Earlier this month, a federal judge in Mississippi delivered a ruling that was riddled with factual errors, from naming plaintiffs that didn’t exist to making up quotes from a state law to citing cases that don’t appear to exist.
As Mississippi Today reports, US district judge Henry Wingate’s baffling temporary restraining order immediately raised concerns that it had been generated by a AI.
We’ve already come across plenty of instances of lawyers getting caught red-handed using tools like OpenAI’s ChatGPT to generate AI slop that gets called out in the factually focused world of the courts.
However, seeing an appointed district judge be accused of essentially the same thing should raise some serious red flags. Judges have previously doled out fines and sanctions to lawyers who got caught using AI — but nobody seems to know with any degree of certainty what will happen when that dynamic flips on its head.
Worse yet, Wingate eventually replaced the errors-riddled order with a corrected version — which still cites a 1974 that doesn’t appear to exist, according to Mississippi Today.
“Yikes!” lawyer Eric Wessan tweeted. “The rush to issue orders like this undermines the judiciary.”

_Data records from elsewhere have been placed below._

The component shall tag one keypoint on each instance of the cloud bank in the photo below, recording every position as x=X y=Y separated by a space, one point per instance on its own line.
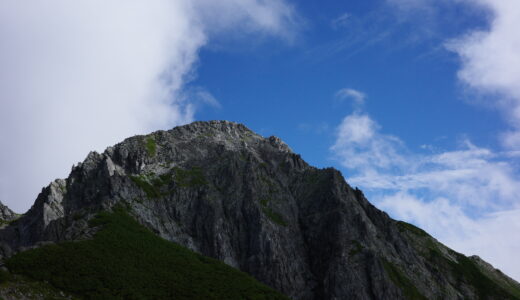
x=467 y=198
x=491 y=61
x=81 y=75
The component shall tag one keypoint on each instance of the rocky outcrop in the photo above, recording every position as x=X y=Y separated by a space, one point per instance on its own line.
x=6 y=215
x=223 y=191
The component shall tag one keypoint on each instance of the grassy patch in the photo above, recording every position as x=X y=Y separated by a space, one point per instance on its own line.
x=402 y=281
x=403 y=226
x=127 y=261
x=356 y=248
x=467 y=270
x=151 y=146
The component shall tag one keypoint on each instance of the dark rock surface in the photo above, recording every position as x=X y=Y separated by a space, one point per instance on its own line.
x=6 y=215
x=222 y=190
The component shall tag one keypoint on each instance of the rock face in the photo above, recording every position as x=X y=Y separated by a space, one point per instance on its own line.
x=6 y=215
x=223 y=191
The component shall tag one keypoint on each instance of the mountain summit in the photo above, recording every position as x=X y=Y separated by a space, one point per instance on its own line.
x=227 y=193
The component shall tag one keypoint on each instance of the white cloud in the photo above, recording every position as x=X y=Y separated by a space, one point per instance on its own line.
x=354 y=95
x=490 y=236
x=467 y=198
x=490 y=57
x=359 y=145
x=491 y=61
x=340 y=21
x=82 y=75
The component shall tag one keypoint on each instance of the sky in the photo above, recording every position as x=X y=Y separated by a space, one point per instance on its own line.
x=416 y=102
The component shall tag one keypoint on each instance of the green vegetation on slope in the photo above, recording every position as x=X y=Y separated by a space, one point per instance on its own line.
x=151 y=146
x=399 y=279
x=411 y=228
x=126 y=260
x=463 y=269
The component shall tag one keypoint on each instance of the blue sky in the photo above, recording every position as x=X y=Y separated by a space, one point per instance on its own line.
x=417 y=102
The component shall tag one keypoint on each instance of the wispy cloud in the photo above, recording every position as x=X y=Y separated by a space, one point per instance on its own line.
x=491 y=61
x=82 y=75
x=340 y=21
x=351 y=94
x=462 y=196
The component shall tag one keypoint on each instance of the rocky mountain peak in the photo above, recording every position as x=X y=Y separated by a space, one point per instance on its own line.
x=226 y=192
x=6 y=214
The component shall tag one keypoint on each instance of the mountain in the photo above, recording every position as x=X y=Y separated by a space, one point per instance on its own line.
x=174 y=201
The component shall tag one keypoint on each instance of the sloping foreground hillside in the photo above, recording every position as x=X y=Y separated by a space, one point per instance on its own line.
x=225 y=192
x=126 y=260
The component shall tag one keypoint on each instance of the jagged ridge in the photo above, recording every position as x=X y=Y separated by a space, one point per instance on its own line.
x=225 y=192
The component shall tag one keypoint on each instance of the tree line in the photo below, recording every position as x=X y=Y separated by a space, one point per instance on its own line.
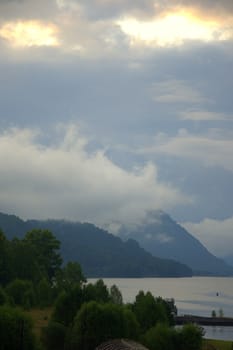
x=84 y=314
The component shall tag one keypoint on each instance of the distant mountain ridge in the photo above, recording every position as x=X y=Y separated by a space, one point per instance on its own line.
x=100 y=253
x=160 y=235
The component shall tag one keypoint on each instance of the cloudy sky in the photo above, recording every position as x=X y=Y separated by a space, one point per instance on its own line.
x=112 y=108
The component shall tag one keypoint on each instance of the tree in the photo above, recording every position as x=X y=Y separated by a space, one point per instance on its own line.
x=15 y=330
x=149 y=311
x=213 y=313
x=115 y=295
x=191 y=337
x=97 y=291
x=3 y=297
x=160 y=337
x=97 y=322
x=67 y=305
x=44 y=293
x=46 y=250
x=21 y=293
x=5 y=273
x=53 y=336
x=221 y=313
x=69 y=276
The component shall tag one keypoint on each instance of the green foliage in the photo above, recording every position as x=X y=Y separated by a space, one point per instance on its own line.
x=3 y=297
x=44 y=293
x=4 y=260
x=161 y=337
x=69 y=276
x=115 y=295
x=96 y=323
x=21 y=293
x=67 y=305
x=220 y=312
x=15 y=330
x=213 y=313
x=53 y=336
x=191 y=337
x=149 y=310
x=45 y=248
x=97 y=291
x=24 y=264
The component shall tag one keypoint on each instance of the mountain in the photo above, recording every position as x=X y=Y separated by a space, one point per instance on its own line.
x=160 y=235
x=100 y=253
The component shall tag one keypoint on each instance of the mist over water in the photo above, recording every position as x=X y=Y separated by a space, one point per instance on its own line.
x=195 y=295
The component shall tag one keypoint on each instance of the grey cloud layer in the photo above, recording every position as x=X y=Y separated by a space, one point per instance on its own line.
x=66 y=181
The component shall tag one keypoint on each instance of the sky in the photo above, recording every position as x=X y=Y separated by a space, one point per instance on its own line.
x=110 y=109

Lawyers had initially asked Wingate to clarify the restraining order, which pauses enforcement of a state law that prohibits diversity, equity, and inclusion programs in public education, leading to Wingate issuing a correction.

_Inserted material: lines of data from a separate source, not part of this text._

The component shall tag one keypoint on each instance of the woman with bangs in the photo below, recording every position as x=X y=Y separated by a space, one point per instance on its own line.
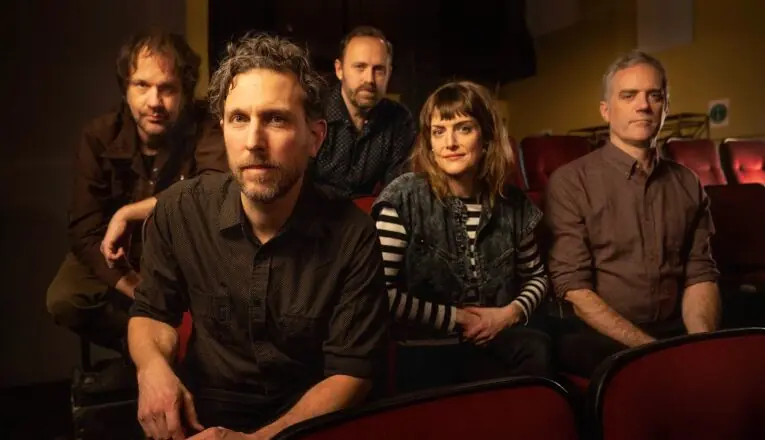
x=462 y=267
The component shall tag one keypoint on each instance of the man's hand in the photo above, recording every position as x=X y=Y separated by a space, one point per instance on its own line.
x=127 y=284
x=161 y=396
x=114 y=246
x=222 y=433
x=491 y=320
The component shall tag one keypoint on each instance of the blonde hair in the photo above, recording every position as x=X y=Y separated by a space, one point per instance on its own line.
x=468 y=99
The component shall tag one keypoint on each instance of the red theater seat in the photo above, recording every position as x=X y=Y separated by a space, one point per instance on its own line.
x=365 y=203
x=701 y=156
x=702 y=387
x=544 y=154
x=526 y=408
x=747 y=160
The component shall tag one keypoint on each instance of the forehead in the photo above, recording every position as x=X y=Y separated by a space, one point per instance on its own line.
x=153 y=66
x=437 y=118
x=367 y=49
x=263 y=88
x=638 y=77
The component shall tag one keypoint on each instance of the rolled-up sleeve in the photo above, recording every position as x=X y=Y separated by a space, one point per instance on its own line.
x=358 y=327
x=570 y=258
x=161 y=294
x=210 y=151
x=700 y=265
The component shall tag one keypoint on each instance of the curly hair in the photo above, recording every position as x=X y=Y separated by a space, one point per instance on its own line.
x=264 y=51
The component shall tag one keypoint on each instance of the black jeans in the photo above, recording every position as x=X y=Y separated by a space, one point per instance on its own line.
x=239 y=411
x=579 y=349
x=515 y=351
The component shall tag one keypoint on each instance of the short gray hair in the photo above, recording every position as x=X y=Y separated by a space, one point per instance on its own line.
x=632 y=59
x=264 y=51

The original version listed the Mississippi Library Association and Delta Sigma Theta Sorority Inc. as plaintiffs, which have never been involved in litigation and don’t even have any cases pending whatsoever.
“Our attorneys have never seen anything like this,” a Mississippi Attorney General’s Office official told Mississippi Today.

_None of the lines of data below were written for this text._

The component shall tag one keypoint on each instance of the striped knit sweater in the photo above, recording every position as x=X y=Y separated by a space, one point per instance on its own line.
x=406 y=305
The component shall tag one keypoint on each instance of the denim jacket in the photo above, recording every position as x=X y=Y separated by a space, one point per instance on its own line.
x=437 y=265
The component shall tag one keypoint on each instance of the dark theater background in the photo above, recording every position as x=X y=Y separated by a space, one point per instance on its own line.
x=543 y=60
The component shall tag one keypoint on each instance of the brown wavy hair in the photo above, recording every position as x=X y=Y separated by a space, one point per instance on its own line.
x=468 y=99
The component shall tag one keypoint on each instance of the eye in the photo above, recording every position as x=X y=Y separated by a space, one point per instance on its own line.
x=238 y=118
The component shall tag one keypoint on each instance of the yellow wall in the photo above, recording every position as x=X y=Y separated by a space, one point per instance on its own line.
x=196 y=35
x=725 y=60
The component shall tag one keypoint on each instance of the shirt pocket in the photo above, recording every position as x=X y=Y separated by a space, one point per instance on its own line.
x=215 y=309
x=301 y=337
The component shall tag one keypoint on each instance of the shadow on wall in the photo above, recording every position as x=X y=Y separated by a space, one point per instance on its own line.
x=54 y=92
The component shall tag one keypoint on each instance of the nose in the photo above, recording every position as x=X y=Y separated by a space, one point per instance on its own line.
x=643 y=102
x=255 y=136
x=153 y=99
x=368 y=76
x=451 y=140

Wingate has yet to publicly comment on his ruling or whether he used AI.
However, the evidence is damning. Case in point, the order misquoted the initial lawsuit and made up cases that don’t appear to exist, both hallmark signs of AI “hallucinations.”
“I actually don’t know how to explain the backstory here,” University of Miami law school professor Christina Frohock told Mississippi Today. “I feel like I’m Alice in Wonderland.”
Frustratingly, there’s a chance that we will never find out if Wingate, a 78-year-old judge who was nominated by former president Ronald Reagan in 1985, used AI.
“If an attorney does this, a judge can demand explanations, but it’s not true in the other direction,” she added. “We will probably never know what happened, unless an appellate court demands it.”